Toscafund Asset Management
- Company type: Private company
- Industry: Asset management
- Founded: 2000; 26 years ago
- Founder: Martin Hughes
- Headquarters: London, United Kingdom
- Key people: Martin Hughes (CEO)
- Products: Investments
- AUM: US$2 billion (2025)
- Website: Official website

= Toscafund Asset Management =

British investment company

Toscafund Asset Management is a British specialist investment firm which is a major investor in a number of companies including Circle Health Ltd.

As of 2020, it had assets of £4 billion. The Chief Executive is ex Tiger Management employee, Martin Hughes, nicknamed, according to The Times, the 'Rottweiler'. Dr Savvas P Savouri is the chief economist and a partner in the firm.

== History ==
Starting in 2016, it was involved in a long term argument with Speedy Hire, where it was a major investor, attempting to replace the chairman, Jan Astrand, whom it accuses of “egregious corporate governance failings”. In September 2017, Toscafund Asset Management launched 300 million euro ($359.34 million) private equity fund that focus on small and mid-sized companies.

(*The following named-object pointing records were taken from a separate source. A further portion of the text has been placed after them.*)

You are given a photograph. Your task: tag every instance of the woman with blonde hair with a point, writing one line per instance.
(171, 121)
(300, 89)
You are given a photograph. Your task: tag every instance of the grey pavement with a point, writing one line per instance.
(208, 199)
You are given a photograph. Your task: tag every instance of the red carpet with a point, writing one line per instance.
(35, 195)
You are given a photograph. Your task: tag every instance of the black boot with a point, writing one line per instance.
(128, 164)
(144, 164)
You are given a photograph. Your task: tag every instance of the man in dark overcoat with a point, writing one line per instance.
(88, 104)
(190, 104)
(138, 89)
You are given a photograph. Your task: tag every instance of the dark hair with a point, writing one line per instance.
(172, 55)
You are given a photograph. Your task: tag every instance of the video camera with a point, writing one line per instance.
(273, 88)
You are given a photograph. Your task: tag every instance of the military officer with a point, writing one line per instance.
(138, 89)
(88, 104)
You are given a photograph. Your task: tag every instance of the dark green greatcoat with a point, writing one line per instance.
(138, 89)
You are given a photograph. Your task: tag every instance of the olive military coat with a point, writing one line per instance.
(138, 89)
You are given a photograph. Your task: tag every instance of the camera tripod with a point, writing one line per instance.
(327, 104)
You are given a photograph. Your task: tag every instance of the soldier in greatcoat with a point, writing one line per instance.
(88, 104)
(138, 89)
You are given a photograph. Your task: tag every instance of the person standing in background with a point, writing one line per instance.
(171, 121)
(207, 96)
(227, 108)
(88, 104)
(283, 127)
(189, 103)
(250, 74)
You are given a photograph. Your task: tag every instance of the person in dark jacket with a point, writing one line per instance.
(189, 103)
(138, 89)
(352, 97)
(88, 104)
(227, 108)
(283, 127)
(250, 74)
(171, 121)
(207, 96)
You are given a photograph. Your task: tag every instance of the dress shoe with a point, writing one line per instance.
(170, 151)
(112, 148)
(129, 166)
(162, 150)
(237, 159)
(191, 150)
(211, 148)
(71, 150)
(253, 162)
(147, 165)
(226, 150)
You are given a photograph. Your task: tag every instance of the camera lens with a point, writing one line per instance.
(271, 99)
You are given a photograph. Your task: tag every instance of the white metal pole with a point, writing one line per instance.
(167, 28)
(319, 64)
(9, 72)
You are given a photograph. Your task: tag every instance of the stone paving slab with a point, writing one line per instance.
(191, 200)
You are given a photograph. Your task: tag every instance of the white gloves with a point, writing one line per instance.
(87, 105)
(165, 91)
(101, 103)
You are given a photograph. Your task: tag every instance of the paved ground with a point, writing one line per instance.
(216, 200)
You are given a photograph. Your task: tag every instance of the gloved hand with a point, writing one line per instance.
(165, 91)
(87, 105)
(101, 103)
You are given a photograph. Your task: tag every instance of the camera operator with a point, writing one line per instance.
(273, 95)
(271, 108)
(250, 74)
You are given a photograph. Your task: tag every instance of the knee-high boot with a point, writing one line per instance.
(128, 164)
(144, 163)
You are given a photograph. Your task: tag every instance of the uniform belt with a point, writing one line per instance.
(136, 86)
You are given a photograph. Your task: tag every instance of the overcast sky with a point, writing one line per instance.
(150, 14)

In December 2019, Toscafund purchased 12% of Ted Baker following the decline in the company's share price.

In January 2020, Toscafund announced that it owned 11.70% of the Stobart Group, this was subsequently increased to 18.8%.

In December 2020, Toscafund announced that it had sealed a takeover of TalkTalk Group which valued TalkTalk at £1.1 billion, taking it private. Toscafund was previously TalkTalk's second largest investor.